Are you thinking about taking AP Environmental Science but want more information on the course before you decide to enroll? Well, you’ve come to the right place! AP Environmental Science (also called AP Enviro or APES) is one of the most popular AP classes—but sometimes students don’t know much about it before they enroll, which can make the class difficult and unenjoyable.
So what is AP Environmental Science? In this guide, I’ll explain what topics the course covers, show you some sample problems from previous AP Enviro exams, and discuss who should take the class (it might not be who you’re expecting). After, I'll end with some tips for success if you do decide to take AP Enviro. Let’s get started!
What Does AP Environmental Science Cover?
What do students in APES learn and what does the exam cover? While you can get an in-depth look at the class by checking out the College Board’s course description for AP Environmental Science, if you find this too wordy or information-heavy, here’s a briefer, clearer overview of the course.
AP Enviro is an interdisciplinary course that focuses on ecological processes, human impacts on the Earth, and how to resolve or prevent natural and human-made environmental problems.
The class and exam focus on seven main topics:
- Earth Systems and Resources (10%-15%): Geology, the atmosphere, water resources, soil science, etc.
- The Living World (10%-15%): Ecosystems, energy flow, biogeochemical cycles
- Population (10%-15%): Population ecology, reproductive strategies, survivorship
- Land and Water Use (10%-15%): Agriculture, forestry, mining, fishing, global economics
- Energy Resources and Consumption (10%-15%): Different types of energy (e.g., fossil fuels, nuclear, hydroelectric, etc.), energy consumption, renewable energy
- Pollution (25%-30%): Types of pollution, economic impacts of pollution, how pollution affects environmental and human health
- Global Change (10%-15%): Global warming, loss of biodiversity, changes to the ozone
Like other AP science classes, AP Enviro also includes a lab component, and students who take the class will get hands-on experience in the form of completing labs, observing the natural world, and/or doing field work. You might have to collect water and test it for certain chemicals, observe wildlife in a field or forest, track plant growth, and so on.

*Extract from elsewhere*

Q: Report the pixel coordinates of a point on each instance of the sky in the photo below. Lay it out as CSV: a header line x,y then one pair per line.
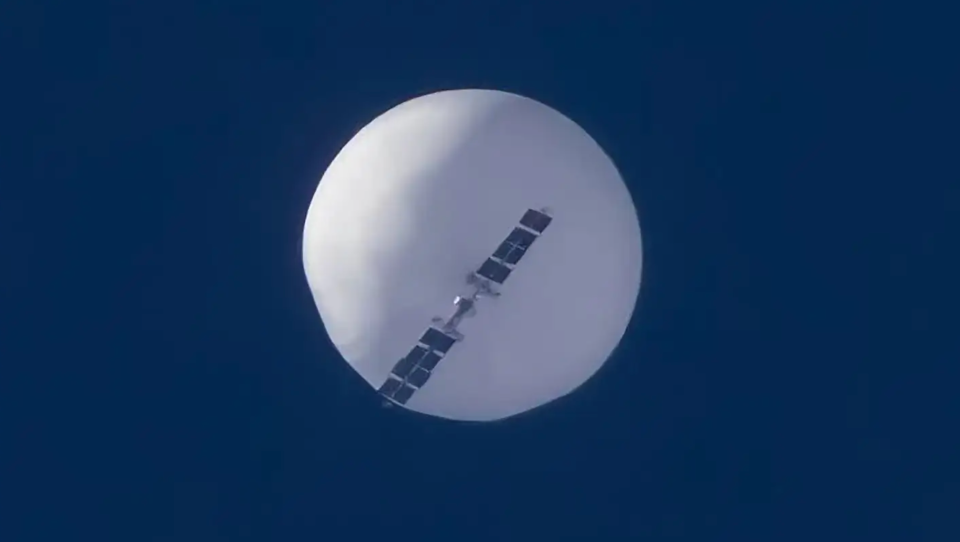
x,y
787,375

Students who complete AP Environmental Science are expected to be able to apply scientific concepts, principles, and methodologies to real-world examples and problems. The exam questions are designed to test this knowledge, too.
Wondering what kinds of questions you’ll be asked on the AP Enviro exam? Read on to find out!
What's on the AP Environmental Science Exam?
The AP Environmental Science exam consists of 100 multiple-choice questions and four free-response questions. The total length of the exam is three hours (one hour and 30 minutes for both the multiple-choice and free-response sections).
The multiple-choice section counts for 60% of your overall AP Enviro score, while the free-response section counts for 40%.
The four free-response questions consist of the following:
- One document-based question for which you'll have to answer questions on a given document, such as a newspaper article or brochure
- One data set question for which you’ll be given a set of data and must analyze and interpret it
- Two synthesis and evaluation questions for which you’ll have to write in-depth essays
Looking at sample questions can give you a better idea of what you’re expected to know and what you will be tested on. If you want to look at a wide variety of sample questions, you can read through previous AP exams or check out our review guide for the AP Enviro Exam.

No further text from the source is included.